Half A Billion Eyeballs.

Nielsen//NetRatings, a leading Internet audience measurement service, released its Fourth Quarter 2001 Global Internet Trends report on Internet access and penetration, finding a total of 498 million people now have Internet access from home. The results show that 24 million people gained Internet access at-home during Q4 as compared to Q3. The rate of growth of the global Internet population this past quarter was nearly double Q3’s growth of 15 million people.
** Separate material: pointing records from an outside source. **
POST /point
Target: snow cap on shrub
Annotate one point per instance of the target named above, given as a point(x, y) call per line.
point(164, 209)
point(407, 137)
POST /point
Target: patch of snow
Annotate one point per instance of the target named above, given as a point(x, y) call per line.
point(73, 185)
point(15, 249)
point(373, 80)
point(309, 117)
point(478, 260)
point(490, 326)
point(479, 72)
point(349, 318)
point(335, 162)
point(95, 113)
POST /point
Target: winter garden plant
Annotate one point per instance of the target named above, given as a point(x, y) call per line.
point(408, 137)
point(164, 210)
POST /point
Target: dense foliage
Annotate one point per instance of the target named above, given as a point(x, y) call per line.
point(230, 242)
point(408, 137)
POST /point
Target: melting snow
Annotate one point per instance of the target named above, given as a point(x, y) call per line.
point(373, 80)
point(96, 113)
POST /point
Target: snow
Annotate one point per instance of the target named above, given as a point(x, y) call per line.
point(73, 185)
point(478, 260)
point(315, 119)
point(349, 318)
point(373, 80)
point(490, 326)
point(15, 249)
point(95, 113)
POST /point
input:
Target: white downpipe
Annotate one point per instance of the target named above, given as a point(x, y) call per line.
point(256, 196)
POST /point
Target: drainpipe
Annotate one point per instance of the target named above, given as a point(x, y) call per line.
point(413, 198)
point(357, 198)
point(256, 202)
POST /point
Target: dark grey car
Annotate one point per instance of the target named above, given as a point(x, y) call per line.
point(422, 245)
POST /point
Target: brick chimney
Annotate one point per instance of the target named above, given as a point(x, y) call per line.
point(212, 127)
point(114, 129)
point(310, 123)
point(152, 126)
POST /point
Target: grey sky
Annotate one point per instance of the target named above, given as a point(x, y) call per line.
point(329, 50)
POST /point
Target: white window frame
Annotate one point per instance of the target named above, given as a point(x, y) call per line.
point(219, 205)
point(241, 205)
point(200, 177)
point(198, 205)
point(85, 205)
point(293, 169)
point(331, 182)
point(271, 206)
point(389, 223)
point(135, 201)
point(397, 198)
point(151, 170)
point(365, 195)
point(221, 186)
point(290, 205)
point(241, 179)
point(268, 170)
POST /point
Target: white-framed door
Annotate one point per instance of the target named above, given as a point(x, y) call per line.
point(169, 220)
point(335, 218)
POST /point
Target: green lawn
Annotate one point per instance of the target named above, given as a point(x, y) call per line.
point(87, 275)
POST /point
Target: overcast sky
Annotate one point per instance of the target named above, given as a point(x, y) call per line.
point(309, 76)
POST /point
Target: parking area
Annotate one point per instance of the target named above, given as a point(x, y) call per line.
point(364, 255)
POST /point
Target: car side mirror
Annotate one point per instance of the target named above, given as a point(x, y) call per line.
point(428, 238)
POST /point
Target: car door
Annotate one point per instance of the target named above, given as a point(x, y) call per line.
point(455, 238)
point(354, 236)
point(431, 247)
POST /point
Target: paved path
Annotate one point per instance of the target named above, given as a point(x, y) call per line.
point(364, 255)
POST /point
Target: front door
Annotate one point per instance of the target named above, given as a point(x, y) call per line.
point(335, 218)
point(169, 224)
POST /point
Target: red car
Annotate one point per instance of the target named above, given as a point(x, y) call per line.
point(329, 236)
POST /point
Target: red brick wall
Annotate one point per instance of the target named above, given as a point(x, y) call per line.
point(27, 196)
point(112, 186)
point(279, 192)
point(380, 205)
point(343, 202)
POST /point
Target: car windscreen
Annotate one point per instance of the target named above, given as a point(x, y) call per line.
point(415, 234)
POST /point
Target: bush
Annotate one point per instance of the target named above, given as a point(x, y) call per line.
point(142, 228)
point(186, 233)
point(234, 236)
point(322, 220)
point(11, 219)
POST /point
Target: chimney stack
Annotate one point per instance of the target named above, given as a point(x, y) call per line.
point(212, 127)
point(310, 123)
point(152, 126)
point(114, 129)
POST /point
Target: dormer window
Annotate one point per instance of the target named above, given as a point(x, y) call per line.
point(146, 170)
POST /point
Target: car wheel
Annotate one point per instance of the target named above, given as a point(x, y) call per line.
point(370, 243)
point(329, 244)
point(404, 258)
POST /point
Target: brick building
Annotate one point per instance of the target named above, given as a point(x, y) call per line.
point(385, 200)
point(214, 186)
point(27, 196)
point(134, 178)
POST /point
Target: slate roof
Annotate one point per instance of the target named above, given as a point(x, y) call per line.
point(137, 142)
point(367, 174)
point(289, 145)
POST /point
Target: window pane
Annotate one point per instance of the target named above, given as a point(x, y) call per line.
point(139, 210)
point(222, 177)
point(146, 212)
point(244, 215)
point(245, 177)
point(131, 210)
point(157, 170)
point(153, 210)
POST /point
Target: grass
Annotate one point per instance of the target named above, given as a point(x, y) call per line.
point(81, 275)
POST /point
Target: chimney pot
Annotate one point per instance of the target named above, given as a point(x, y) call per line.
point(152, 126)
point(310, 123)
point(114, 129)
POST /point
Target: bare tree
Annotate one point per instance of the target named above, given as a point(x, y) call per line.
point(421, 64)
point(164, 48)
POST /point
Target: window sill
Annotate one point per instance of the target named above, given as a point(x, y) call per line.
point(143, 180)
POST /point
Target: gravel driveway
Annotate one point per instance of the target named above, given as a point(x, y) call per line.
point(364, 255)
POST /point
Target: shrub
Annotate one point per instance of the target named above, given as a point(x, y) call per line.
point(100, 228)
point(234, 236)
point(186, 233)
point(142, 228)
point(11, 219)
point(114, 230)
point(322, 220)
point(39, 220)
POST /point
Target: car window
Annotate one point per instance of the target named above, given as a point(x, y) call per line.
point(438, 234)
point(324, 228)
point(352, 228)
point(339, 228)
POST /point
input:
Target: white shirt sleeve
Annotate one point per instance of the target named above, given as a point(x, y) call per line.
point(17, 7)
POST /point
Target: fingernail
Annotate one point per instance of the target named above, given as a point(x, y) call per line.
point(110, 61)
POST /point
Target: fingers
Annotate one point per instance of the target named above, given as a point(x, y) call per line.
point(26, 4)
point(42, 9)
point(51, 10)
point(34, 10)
“Internet penetration and usage continues to grow across households and individuals,” said Richard Goosey, chief of measurement science and analytics, Nielsen//NetRatings. “In Europe, the Middle East and Africa (EMEA), Germany continues to dominate in terms of absolute numbers of households and people with Internet access, recording the largest increase in the number of people and households gaining Internet access. In Latin America, Brazil is the dominant Internet market, while in Asia Pacific, South Korea continues to hold its top ranking, though Singapore experienced strong growth in Q4.”
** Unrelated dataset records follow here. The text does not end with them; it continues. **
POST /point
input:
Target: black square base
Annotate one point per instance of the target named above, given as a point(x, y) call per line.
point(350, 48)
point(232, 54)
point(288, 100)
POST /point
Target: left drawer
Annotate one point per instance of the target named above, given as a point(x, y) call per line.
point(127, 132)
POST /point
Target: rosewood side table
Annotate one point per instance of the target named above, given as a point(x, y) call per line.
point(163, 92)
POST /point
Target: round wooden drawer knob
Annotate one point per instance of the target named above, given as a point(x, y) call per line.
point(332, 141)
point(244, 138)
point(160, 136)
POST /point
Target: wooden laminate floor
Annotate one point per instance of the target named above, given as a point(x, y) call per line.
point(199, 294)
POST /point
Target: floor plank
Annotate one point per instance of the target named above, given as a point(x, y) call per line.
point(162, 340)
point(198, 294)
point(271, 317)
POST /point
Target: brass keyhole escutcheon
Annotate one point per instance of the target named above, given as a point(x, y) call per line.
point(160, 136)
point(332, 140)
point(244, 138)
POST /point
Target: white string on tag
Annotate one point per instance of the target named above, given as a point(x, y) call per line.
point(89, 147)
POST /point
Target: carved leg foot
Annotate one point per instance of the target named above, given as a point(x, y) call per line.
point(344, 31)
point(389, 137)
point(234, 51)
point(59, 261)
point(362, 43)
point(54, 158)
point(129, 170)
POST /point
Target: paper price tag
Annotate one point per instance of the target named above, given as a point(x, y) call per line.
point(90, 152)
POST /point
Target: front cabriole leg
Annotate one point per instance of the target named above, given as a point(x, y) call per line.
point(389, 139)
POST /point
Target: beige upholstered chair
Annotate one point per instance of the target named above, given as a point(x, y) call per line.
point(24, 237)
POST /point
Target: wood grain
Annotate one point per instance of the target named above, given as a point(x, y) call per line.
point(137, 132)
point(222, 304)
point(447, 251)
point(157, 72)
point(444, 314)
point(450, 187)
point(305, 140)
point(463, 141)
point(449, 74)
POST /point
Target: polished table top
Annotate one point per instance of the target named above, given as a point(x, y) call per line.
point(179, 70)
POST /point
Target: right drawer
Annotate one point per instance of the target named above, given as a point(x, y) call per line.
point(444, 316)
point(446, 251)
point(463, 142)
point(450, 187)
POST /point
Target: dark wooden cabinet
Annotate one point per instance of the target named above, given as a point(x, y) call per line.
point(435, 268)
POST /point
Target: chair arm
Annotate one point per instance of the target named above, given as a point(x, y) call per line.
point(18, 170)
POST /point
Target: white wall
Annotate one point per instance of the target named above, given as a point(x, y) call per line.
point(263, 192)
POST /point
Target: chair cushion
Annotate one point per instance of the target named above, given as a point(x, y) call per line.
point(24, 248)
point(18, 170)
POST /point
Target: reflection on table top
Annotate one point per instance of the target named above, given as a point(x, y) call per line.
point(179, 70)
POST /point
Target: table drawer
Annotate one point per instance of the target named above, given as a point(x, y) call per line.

The Q4 reports also identified demographic characteristics of global Internet populations. “In Europe and Latin America, household access to the Internet is skewed toward homes where the head of household is age 35 or younger,” Goosey said. “In Europe, Internet access is also most common in homes that are headed by men with university degrees. The same is true in Asia Pacific, where homes headed by men with university degrees are also most likely to have Internet access, though age is not a determining factor in that region.”
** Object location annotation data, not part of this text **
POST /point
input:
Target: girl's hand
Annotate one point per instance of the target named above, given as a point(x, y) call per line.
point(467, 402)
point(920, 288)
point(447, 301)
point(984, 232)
Goosey also noted that one in three households with telephones in EMEA have Internet access via home PC, compared with over half of households in the US. The biggest proportional increases in Internet access over Q3 occurred in Finland, Germany and Switzerland. In South Africa, 17% of homes with telephones also have Internet access, though only 6% of all homes in that country have Internet access.

India is the only country in Asia Pacific with single-digit home access rates, with just one in 14 households with telephones having Internet access via home PC. On the other end of the spectrum, Singapore exhibited a 6% gain over Q3 and now has the highest penetration level of any country in Asia Pacific.

“Just as significant as the penetration rate is the connection rate – the percentage of homes with PCs that have access to the Internet,” Goosey said. “Since Q3, there has been a two point increase in the percentage of EMEA households that use their home PCs to connect to the Internet. Though Sweden leads the region with 87% connection rate, Italy, Finland, Germany and Switzerland saw increases of 6%, 5% and 4% respectively in Q4.

“Eighty percent of homes in Asia Pacific – except for India – use their home PCs to connect to the Internet. Hong Kong leads the region but Singapore again made a significant (4%) gain in Q4 and is now closing in on Hong Kong. “In Latin America, Brazilians are most likely to us e their home PC to access the Internet, with three in four doing so. Mexicans have shown a solid 8% increase in households using their PC to connect to the Internet, and now more than half the home PCs in Mexico are used to connect to the Internet.